Eduardo Mijáilovich no ocultaba la risa:

—Bueno, muchachos, por lo que acabo de ver puedo concluir que ninguno de ustedes es un verdadero hombre. Chicas, ¿aún quieren casarse con ellos?

Sus hijas bajaron la cabeza, culpables, como si hubieran cometido un grave error.

Katerina Petrivna dio un codazo a su marido:

—¿Y tú de qué te ríes? Tú ni siquiera lo probaste.

—Yo no pierdo el tiempo en tonterías.

Que aquello había sido una verdadera tontería, Antón lo comprendió unos minutos después. Su estómago comenzó a rugir y un dolor punzante lo atravesó. El vientre se le retorció en un nudo apretado y lo pinchaba levemente. Se levantó de prisa y se dirigió al baño. No tenía dudas: recordaría aquel viaje para siempre.

Cuando regresó al salón, solo encontró a Ilona sentada a la mesa, mirando aburrida la pantalla del teléfono. Con ese jersey de lana parecía tierna y hogareña. Se acercó a ella y frunció el ceño al ver el abrigo: aún tenía en la boca el sabor del pelaje.

—¿Y los demás?

—Se fueron. Yo decidí esperarte. Como afuera hay tormenta de nieve, todas las carreteras están cerradas. Papá y Apolo quisieron jugar al billar; si quieres, puedes unirte a ellos. Yo me voy al spa con Nastia. Mamá no quiso venir, así que con mi hermana hablaremos de secretitos sucios sobre nuestros prometidos.

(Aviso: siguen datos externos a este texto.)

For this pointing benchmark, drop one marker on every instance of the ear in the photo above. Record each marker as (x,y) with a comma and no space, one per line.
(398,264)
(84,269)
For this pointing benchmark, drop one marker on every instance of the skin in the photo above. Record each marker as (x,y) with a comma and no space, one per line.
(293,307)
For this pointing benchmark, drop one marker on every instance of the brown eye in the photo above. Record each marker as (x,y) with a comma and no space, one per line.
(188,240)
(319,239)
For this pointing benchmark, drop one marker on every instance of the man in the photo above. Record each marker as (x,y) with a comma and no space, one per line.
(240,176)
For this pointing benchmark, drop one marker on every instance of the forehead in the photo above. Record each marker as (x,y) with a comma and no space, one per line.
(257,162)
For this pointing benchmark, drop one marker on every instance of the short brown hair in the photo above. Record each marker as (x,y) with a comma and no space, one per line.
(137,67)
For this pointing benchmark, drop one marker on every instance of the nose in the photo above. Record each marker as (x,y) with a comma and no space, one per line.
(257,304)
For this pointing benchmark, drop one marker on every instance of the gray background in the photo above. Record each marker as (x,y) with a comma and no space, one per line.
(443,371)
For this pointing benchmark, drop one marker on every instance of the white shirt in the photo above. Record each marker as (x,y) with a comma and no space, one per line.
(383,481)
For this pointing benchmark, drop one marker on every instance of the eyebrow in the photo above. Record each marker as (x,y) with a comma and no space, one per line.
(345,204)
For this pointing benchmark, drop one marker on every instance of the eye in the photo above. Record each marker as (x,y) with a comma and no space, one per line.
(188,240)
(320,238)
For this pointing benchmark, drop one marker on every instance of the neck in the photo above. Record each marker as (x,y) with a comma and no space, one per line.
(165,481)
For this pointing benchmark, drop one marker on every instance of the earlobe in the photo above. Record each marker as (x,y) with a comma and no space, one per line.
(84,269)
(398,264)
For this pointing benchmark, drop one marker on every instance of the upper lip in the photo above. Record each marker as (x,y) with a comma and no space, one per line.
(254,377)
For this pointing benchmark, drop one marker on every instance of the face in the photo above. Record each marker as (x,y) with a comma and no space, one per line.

Aquello puso en guardia a Antón. No quería que Ilona contara a Nastia sobre su beso. Aunque no estaba seguro de que aún no lo hubiera hecho, le intrigaba saber qué compartían esas hermanas. No perdía la esperanza de estar con Nastia. Frunció las cejas con un aire juguetón:

—¿Secretitos sucios? ¿Y qué dirás de mí?

—Que actuaste de manera insensata dejándote provocar por Apolo. Voy a cambiarme y al spa. Espero que no te aburras.